Is it dawn or dusk for Philadelphia?
It is not the new skyscrapers going up, but rather the quality and quantity of people we may attract to live or work in them which will define the fate of our city in the 21st Century. Philadelphia is, no doubt, rebounding. But is it dawn or dusk what we see in the horizon?
Once upon a time Philadelphia was one of the largest municipalities in the country, second only to New York City.
It was a long time ago, but it is worth remembering today: It was in 1790, when the first Census took place in the new nation, born here in Philadelphia only 14 years earlier, on the famous July 4th of 1776.
“Those were the glory days,” says William Cox in an enlightening article in New Geography. But since 1800, Philadelphia has been falling in population rank.
While New York has maintained its position of number one in the nation for over 200 years, Philadelphia fell from second to sixth, and now it is threatened to be further pushed down to number 12.

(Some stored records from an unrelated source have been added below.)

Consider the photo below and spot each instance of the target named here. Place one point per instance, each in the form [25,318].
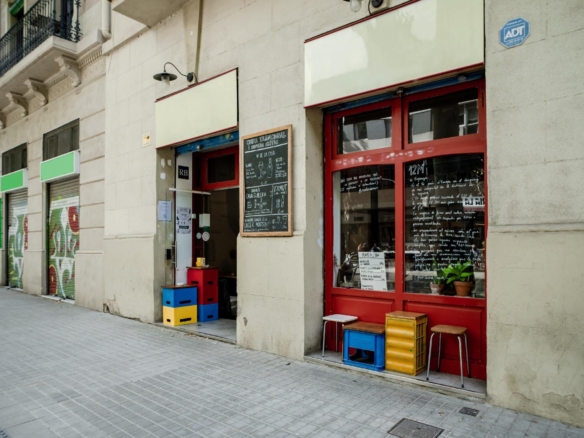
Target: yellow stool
[175,316]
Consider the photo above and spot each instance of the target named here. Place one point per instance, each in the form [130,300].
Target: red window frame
[371,306]
[205,157]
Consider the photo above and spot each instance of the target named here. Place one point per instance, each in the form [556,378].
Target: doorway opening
[207,255]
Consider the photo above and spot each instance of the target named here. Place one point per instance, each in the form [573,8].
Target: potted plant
[460,274]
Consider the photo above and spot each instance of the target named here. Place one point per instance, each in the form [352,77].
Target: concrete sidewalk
[70,372]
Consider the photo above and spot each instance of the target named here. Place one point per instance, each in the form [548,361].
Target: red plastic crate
[207,280]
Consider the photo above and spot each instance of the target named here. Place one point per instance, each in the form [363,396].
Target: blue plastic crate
[369,349]
[179,296]
[208,312]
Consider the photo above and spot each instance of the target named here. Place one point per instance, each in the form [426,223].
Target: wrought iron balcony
[44,19]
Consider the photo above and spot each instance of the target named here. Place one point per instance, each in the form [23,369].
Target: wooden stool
[449,330]
[337,318]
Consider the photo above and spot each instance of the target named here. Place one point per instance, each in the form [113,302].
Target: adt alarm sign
[514,32]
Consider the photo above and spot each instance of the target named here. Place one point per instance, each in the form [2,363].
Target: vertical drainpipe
[106,19]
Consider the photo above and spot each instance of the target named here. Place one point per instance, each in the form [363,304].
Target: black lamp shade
[159,76]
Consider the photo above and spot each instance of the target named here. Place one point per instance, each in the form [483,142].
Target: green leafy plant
[440,277]
[459,272]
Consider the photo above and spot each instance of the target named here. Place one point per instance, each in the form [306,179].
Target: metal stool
[449,330]
[337,318]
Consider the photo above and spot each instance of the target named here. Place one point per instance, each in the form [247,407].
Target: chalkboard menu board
[445,215]
[266,182]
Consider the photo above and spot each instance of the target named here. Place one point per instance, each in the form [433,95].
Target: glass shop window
[221,169]
[15,159]
[365,132]
[445,220]
[61,140]
[364,223]
[452,115]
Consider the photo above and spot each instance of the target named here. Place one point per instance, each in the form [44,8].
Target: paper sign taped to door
[183,220]
[372,271]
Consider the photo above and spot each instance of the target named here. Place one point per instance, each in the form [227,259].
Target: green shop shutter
[63,237]
[17,242]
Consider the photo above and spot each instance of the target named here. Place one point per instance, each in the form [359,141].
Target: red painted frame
[371,306]
[223,184]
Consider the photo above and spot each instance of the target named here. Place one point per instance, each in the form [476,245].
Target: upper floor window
[14,159]
[61,140]
[450,115]
[365,131]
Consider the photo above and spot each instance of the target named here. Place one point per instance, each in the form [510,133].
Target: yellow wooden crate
[405,342]
[179,315]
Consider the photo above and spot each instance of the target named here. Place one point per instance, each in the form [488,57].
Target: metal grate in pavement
[414,429]
[469,411]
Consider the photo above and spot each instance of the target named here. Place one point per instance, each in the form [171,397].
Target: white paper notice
[165,211]
[372,271]
[183,220]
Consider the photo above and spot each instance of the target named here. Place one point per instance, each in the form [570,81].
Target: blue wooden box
[208,312]
[179,296]
[368,341]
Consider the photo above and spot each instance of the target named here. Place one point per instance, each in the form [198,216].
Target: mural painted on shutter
[63,244]
[17,244]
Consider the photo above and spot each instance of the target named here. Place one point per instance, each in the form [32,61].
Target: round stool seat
[449,329]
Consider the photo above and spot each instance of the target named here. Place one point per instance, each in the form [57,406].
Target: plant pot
[436,288]
[463,288]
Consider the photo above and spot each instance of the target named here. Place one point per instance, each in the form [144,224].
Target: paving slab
[66,371]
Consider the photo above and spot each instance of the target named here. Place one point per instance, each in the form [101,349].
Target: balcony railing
[44,19]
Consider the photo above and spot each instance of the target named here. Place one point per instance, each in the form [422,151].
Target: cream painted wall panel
[199,111]
[413,42]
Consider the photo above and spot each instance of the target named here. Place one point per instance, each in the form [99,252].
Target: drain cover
[413,429]
[469,411]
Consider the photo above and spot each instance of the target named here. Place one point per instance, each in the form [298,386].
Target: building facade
[421,133]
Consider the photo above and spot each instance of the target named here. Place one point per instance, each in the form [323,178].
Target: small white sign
[473,203]
[165,211]
[183,220]
[372,271]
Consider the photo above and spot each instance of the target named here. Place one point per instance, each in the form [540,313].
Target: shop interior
[208,251]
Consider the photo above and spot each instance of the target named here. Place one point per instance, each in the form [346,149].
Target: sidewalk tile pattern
[71,372]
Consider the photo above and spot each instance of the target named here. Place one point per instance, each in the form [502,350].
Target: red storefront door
[405,178]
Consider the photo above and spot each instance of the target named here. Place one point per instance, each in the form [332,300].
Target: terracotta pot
[436,288]
[463,288]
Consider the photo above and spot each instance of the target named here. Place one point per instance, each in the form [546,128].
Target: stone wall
[536,210]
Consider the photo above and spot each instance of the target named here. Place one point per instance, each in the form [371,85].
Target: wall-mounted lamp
[166,77]
[355,5]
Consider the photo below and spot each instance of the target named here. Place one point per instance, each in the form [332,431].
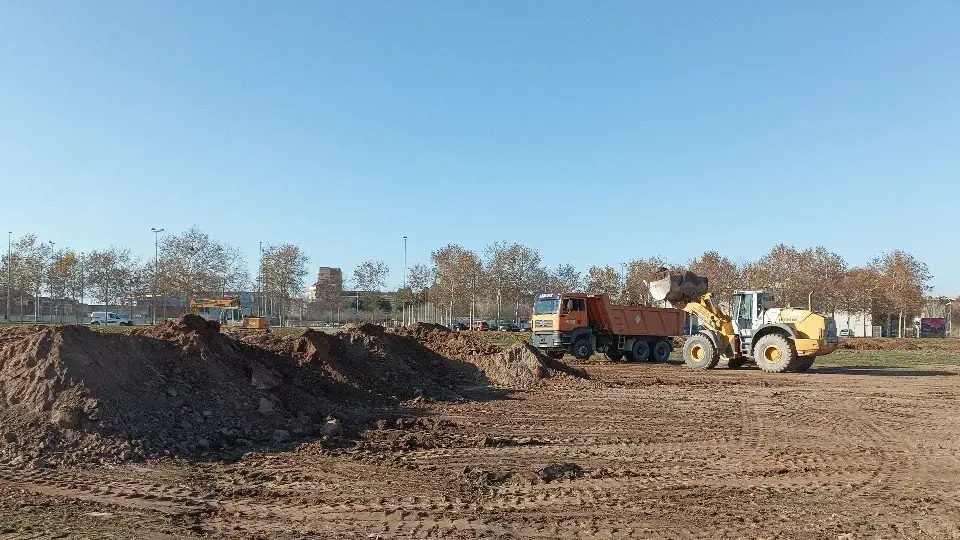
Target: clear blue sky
[594,131]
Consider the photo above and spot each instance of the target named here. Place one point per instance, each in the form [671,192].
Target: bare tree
[639,274]
[604,280]
[107,275]
[193,264]
[723,274]
[903,280]
[455,271]
[283,270]
[777,271]
[514,273]
[564,278]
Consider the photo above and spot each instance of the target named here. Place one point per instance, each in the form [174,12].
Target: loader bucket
[686,287]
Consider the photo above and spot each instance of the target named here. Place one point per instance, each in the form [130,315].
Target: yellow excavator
[228,312]
[777,339]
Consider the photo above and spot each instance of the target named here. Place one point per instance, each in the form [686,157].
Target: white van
[109,317]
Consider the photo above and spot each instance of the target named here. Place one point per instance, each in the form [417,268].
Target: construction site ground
[866,445]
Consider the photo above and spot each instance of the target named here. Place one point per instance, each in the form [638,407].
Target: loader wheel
[660,351]
[582,349]
[699,353]
[804,363]
[614,355]
[640,350]
[775,354]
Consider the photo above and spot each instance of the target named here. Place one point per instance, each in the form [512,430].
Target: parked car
[109,318]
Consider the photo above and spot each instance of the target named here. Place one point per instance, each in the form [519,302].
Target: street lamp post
[623,280]
[949,319]
[9,269]
[36,297]
[156,268]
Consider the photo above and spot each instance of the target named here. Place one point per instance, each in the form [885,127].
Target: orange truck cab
[582,324]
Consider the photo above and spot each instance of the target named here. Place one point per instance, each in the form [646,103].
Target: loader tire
[775,354]
[699,353]
[660,352]
[640,350]
[582,349]
[804,363]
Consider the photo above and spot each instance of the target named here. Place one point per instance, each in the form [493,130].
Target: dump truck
[582,324]
[226,311]
[777,339]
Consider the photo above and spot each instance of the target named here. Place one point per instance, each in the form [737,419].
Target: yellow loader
[777,339]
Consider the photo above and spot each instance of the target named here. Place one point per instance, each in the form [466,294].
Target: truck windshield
[544,306]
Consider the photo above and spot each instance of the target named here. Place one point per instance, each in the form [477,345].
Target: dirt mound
[518,365]
[70,394]
[75,395]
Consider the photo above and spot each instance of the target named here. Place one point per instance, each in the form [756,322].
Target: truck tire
[640,350]
[582,349]
[804,363]
[699,353]
[660,352]
[614,355]
[775,354]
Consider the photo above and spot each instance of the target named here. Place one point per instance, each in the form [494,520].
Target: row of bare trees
[500,282]
[185,265]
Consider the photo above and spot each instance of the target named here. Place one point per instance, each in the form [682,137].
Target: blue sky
[596,132]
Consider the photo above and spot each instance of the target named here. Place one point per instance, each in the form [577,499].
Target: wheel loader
[777,339]
[227,312]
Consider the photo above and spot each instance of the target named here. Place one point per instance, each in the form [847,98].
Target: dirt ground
[846,451]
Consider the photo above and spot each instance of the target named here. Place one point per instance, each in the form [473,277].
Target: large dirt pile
[517,365]
[71,394]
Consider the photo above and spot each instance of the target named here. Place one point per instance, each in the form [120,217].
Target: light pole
[623,279]
[83,294]
[36,297]
[9,269]
[949,318]
[156,268]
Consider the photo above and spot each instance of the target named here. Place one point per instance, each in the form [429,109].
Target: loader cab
[747,308]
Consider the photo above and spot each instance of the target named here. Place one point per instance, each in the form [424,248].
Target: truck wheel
[614,355]
[582,349]
[660,351]
[775,354]
[804,363]
[699,353]
[641,350]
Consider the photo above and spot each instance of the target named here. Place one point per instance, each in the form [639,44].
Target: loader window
[746,311]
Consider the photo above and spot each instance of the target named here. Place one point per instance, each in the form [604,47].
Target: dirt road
[641,451]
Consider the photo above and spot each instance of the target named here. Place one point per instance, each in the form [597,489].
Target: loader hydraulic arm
[709,315]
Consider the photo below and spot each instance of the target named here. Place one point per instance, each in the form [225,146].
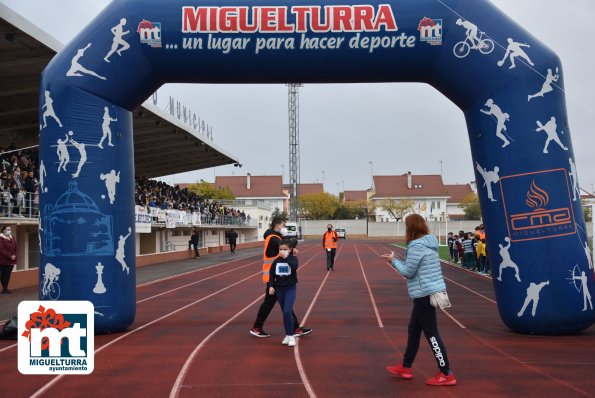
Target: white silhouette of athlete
[63,154]
[111,179]
[574,178]
[507,261]
[50,275]
[39,231]
[118,32]
[550,129]
[514,50]
[470,31]
[107,132]
[547,85]
[586,295]
[489,178]
[501,118]
[77,69]
[82,152]
[588,253]
[49,110]
[120,251]
[532,295]
[42,175]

Our city has been consecutively bumped by new cities that grew quickly during the 19th and 20th century, first in the Midwest, like Chicago, and St Louis, and also the Far West, all the way to Los Angeles.
Dallas, Houston, and Phoenix all experienced a growth spurt in the 20th Century and went ahead of Philadelphia.
We are today holding onto number six, but we risk being pushed further down to ninth, passed by other faster growing cities on the East Coast, like Miami and Washington, D.C., which is entirely possible once the numbers from the Census 202o come in.
We may end up at number 12 in the two decades following 2020, as other cities like Phoenix and Riverside-San Bernardino are projected to move forward fast, according to the U.S. Conference of Mayors.
But then the Latinos, and other current residents, not born here, moved in and settled in Philadelphia, more prominently during the past 30 years.
Latinos have been the fastest growing ethnic group in Philadelphia during that time, managing to stop and eventually reverse a languishing trend of population loss that lasted for the better part of the second half of the 20th century.
From the bustling urban center of over 2 million people that we were in1950, Philadelphia population was decimated by a river of residents leaving in droves for almost four decades, bringing the city’s population down to 1.4 million.
The biggest change in the ethnic and racial makeup of Philadelphia has been the decline of the so-called White population, Philadelphia Research Initiative article from Pew indicates.
Nearly two-thirds of newcomers were ages 18-34, it further indicates.
Nearly every neighborhood in the city was more Hispanic and more Asian in 2010 than it had been in 1990.
The crop of new immigrants in our neighborhoods, not the crop of new skyscrapers in our skyline, mark the trend that can bring Philadelphia back.
Or, on the other hand, further leave it behind if our city leaders don’t create public policy to support the immigration trend that started on its own in the 70s and 80s, and continued in the 90s.
In 2007, the city marked its first period of sustained population growth since the 1950s.
We have a long way to go to continue this immigration trend into the city, and, more importantly, in transferring that diversity of its demographics into how the city’s workforce may look like— either in sync with the new demographics or still backwards as its past.
A recent analysis by the office of the City’s Controller, included as the lead article in this edition, shows an alarming underrepresentation of Hispanics in the workforce.
In a city that is heading to be 20 percent Hispanic, only 7 percent of all exempt employees and only 3 percent of those that earn more than $90,000 a year are Hispanic.
The experts agreed that the more diverse the pool of people employed are, the more opportunity to spark new ideas will exist, and new relationships and a better future for everybody may be possible.
Philadelphia is not yet listed among the most multicultural cities in the country, or the world, and thus its aspiration to become a global city may be further postponed.
Unless the city leaders step up and do something about it, as a Brookings Institute expert recently put it.